Peu de cas en Afrique illustrent cela mieux que le Sahara occidental. Le partage colonial de l’Afrique du Nord par la France et l’Espagne n’a pas seulement découpé le Maghreb en colonies et protectorats. Il a produit une catégorie artificielle, le soi-disant «Sahara espagnol», destinée à couper des siècles de circulation entre le nord marocain et le sud saharien. Cet acte de violence cartographique n’était pas neutre. C’était une tentative stratégique de nier au Maroc ses attaches organiques avec le désert, de créer un «terra nullius» vide que l’Europe pouvait manipuler à volonté.
D’un point de vue postcolonial, la question n’est donc pas de savoir si le Maroc a «annexé» le Sahara occidental en 1975, mais si la rupture coloniale des XIXème et XXème siècles a jamais eu une légitimité. Reprendre le Sahara occidental, c’est reprendre une histoire violemment fragmentée. C’est recoudre les géographies brisées de l’Afrique.

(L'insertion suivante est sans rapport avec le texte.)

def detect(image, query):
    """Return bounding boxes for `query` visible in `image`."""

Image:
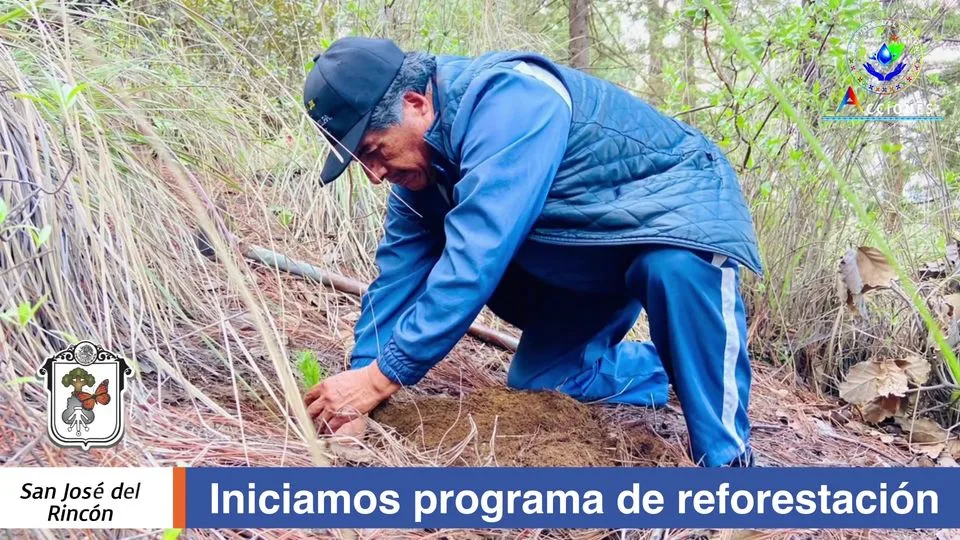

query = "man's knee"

[506,353,568,390]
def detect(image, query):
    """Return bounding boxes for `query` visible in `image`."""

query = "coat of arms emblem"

[37,341,132,449]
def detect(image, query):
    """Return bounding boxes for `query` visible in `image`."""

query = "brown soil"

[371,387,676,467]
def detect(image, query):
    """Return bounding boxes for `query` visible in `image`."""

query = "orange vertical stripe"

[173,467,186,529]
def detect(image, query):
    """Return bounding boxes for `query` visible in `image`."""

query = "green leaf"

[0,197,7,225]
[0,1,38,26]
[16,294,48,327]
[5,376,38,387]
[30,225,51,248]
[17,301,31,326]
[759,181,773,197]
[880,142,903,155]
[63,82,89,108]
[296,350,325,389]
[269,206,295,229]
[304,59,315,73]
[12,91,50,108]
[162,529,182,540]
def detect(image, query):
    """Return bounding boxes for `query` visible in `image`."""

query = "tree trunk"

[568,0,591,70]
[646,0,667,106]
[681,16,697,110]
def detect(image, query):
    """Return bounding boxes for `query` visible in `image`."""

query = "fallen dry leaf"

[894,355,931,385]
[838,247,896,314]
[856,247,897,290]
[839,359,909,405]
[896,416,948,444]
[908,442,945,460]
[860,394,901,424]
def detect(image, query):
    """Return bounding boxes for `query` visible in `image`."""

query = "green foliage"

[880,142,903,155]
[269,206,295,230]
[701,0,960,397]
[61,367,95,389]
[295,350,325,389]
[0,1,42,27]
[1,294,48,328]
[162,528,182,540]
[30,225,51,248]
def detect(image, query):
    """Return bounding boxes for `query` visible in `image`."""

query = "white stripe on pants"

[712,253,745,454]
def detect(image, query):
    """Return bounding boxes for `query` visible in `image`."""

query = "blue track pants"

[487,245,752,467]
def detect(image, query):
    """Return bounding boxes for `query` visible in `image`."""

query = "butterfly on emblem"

[76,380,111,410]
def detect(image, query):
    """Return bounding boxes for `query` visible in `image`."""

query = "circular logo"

[846,19,925,95]
[74,341,97,366]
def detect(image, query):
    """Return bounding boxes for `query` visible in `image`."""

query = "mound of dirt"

[371,387,675,467]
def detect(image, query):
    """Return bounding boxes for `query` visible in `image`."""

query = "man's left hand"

[304,361,400,433]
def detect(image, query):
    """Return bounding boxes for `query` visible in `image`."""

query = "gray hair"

[368,52,437,131]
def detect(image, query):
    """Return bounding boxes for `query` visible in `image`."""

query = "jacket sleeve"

[374,66,572,385]
[350,189,443,371]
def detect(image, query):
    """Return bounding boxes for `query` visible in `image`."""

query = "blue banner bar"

[184,467,958,529]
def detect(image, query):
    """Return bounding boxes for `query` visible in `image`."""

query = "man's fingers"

[326,409,361,433]
[304,381,326,404]
[307,398,361,434]
[334,417,368,438]
[306,395,330,421]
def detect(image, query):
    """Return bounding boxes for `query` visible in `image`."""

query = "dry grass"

[0,3,958,540]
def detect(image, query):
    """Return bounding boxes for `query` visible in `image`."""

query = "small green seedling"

[295,350,326,389]
[268,206,295,229]
[1,294,48,327]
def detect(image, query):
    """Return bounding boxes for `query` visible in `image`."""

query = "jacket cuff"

[376,339,430,386]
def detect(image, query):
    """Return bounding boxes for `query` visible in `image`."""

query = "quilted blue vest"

[423,52,763,275]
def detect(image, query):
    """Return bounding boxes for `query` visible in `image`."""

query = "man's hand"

[304,361,400,434]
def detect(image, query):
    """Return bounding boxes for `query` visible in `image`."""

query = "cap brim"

[319,111,372,185]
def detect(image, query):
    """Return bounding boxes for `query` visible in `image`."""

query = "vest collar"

[423,76,458,189]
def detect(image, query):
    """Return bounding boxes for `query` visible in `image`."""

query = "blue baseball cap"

[303,37,405,184]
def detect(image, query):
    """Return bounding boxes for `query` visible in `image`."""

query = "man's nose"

[364,162,387,184]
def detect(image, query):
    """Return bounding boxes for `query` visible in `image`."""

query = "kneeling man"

[302,37,762,467]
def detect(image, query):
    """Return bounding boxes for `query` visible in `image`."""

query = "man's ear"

[403,91,432,117]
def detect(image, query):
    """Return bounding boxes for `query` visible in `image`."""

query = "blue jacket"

[351,52,762,385]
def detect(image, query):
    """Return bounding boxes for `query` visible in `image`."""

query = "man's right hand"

[304,361,400,434]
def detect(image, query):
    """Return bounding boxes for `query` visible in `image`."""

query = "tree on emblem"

[62,367,94,394]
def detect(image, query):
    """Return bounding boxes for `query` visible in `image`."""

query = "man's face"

[356,90,435,191]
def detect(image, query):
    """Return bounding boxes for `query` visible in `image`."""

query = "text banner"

[185,467,960,529]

La colonialité du pouvoir et la fragmentation du Sahara
Le concept de colonialité du pouvoir du sociologue péruvien Aníbal Quijano est central ici. Le colonialisme ne s’est pas terminé avec l’indépendance. Il a laissé derrière lui une matrice de pouvoir, de savoir et de subjectivité qui continue de structurer les hiérarchies mondiales. Au Sahara occidental, la colonialité du pouvoir s’est manifestée comme un double effacement. L’effacement des liens historiques du Maroc avec la région, et l’effacement des propres formes relationnelles de souveraineté des tribus sahariennes. Reconnaître cette colonialité persistante, qui nie aux Sahraouis leur marocanité, c’est comprendre que la question du Sahara occidental n’est pas une anomalie locale, mais un miroir des continuités coloniales qui structurent encore l’ordre mondial.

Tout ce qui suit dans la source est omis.